The 42RLE doesn't use any bands, just the 30RH & 32RH.

These friction materials are porous, I would not expect OP could ever flush enough, at least in a practical sense, all of the old fluid out. I would expect the clutches have plenty of residue & the TC as well. And if we assume that residual amounts are not going to be problematic, I'm pretty confident that just draining would not be enough to get you to a "dilution" that would get you close to optimal operation. Especially since a drain won't empty the converter and that's where OP believes the problem is. Short of doing surgery, I would probably do a full flush, where you suck in fresh ATF+4 from a new source and and then dump the old fluid before it gets back to the transmission. Be sure to flush the cooler as well.

But even then IDK. If it had been water you'd never get it all out, IDK if the wrong ATF will be similarly challenging.
 
Well that’s no good. As others have mentioned getting enough of the wrong fluid out might be very difficult.

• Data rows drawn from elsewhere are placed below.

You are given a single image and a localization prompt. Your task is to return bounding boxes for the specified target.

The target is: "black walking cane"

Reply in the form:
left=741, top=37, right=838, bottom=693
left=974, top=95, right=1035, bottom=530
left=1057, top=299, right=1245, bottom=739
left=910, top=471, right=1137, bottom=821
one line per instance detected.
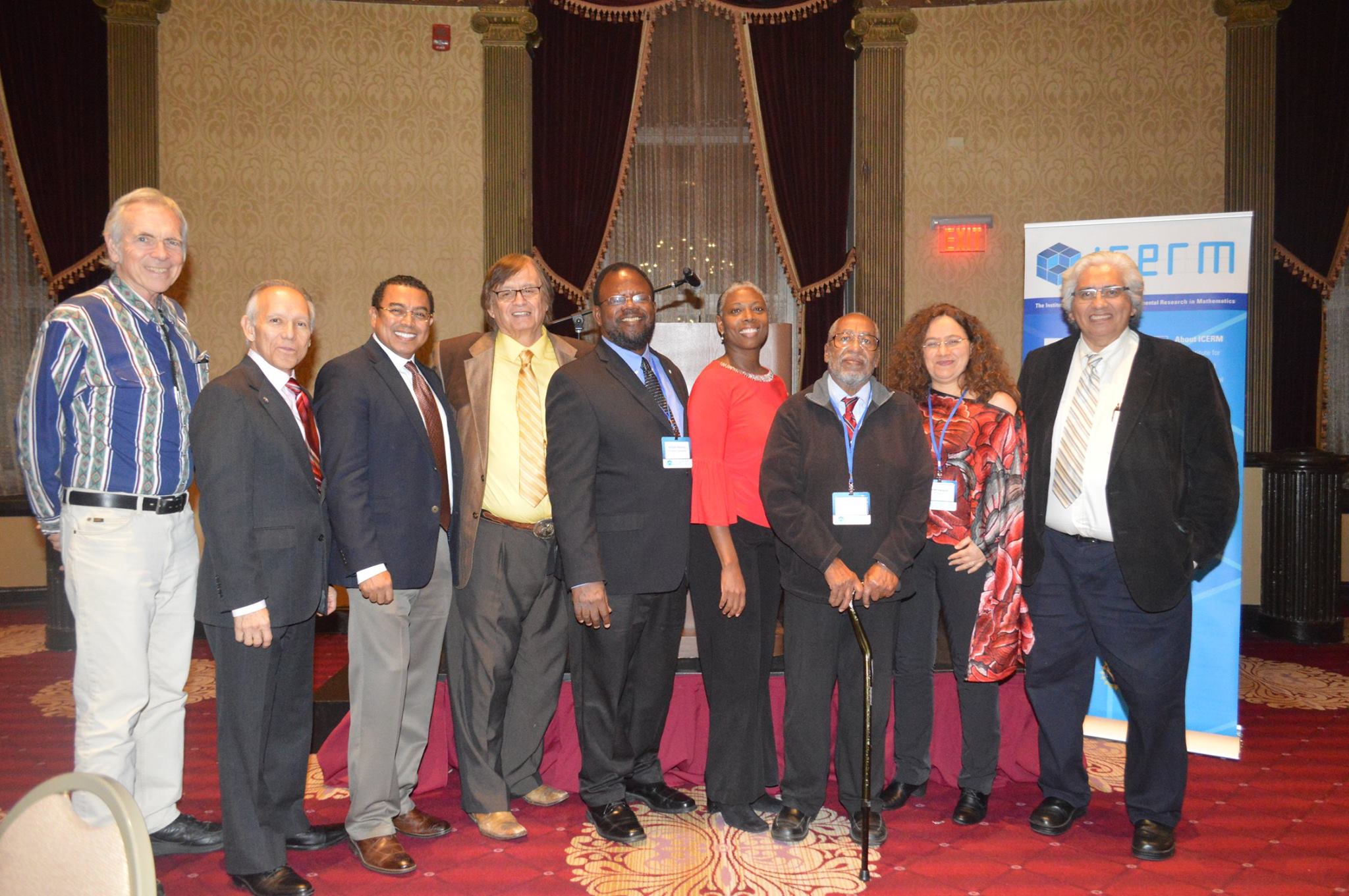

In my thoughts if the transmission is down I say have the transmission rebuilt while it’s out as well as the converter replaced. Easy to say when I’m not paying for it but taking it out the second time for a misdiagnosis would only serve to make you mad and possibly contaminate the converter.

Personally I’d do both while you’re there. I did the same with my 42RLE in my LJ last year. My was slipping, nobody ever changed the fluid in mine by the smell and color.
 
rebuilding is a hassle even if you're going to do it yourself, and this is coming from the guy who seeks out such jobs. I would almost certainly try the flush first. Replacing the torque converter is honestly 98% of the hassle. The rebuild job itself is pretty much a cakewalk, the effort is entirely in the unbuckling of the transmission.......which is exactly what you'd have to do to replace the TC. I don't envy your options.
 
rebuilding is a hassle even if you're going to do it yourself, and this is coming from the guy who seeks out such jobs. I would almost certainly try the flush first. Replacing the torque converter is honestly 98% of the hassle. The rebuild job itself is pretty much a cakewalk, the effort is entirely in the unbuckling of the transmission.......which is exactly what you'd have to do to replace the TC. I don't envy your options.
I’ve done plenty of transmission work over the years, so the job itself doesn’t worry me especially when it’s not buried in a slammed performance car.
I’m seriously considering picking up an AW4. Depending on its condition, I’d either rebuild it properly or do a thorough flush and fit a new TCC. The 42RLE just feels like pain wrapped in aluminium, whereas the AW4 is a much simpler unit, easier to live with, and ultimately far stronger and more reliable long term.
 
I’ve done plenty of transmission work over the years, so the job itself doesn’t worry me especially when it’s not buried in a slammed performance car.
I’m seriously considering picking up an AW4. Depending on its condition, I’d either rebuild it properly or do a thorough flush and fit a new TCC. The 42RLE just feels like pain wrapped in aluminium, whereas the AW4 is a much simpler unit, easier to live with, and ultimately far stronger and more reliable long term.

You should look into what people have to say about that swap. It's basically a downgrade in every imaginable way, other than the cost of replacement, since AW4's are plentiful in the $200 price range. That alone might tell you something.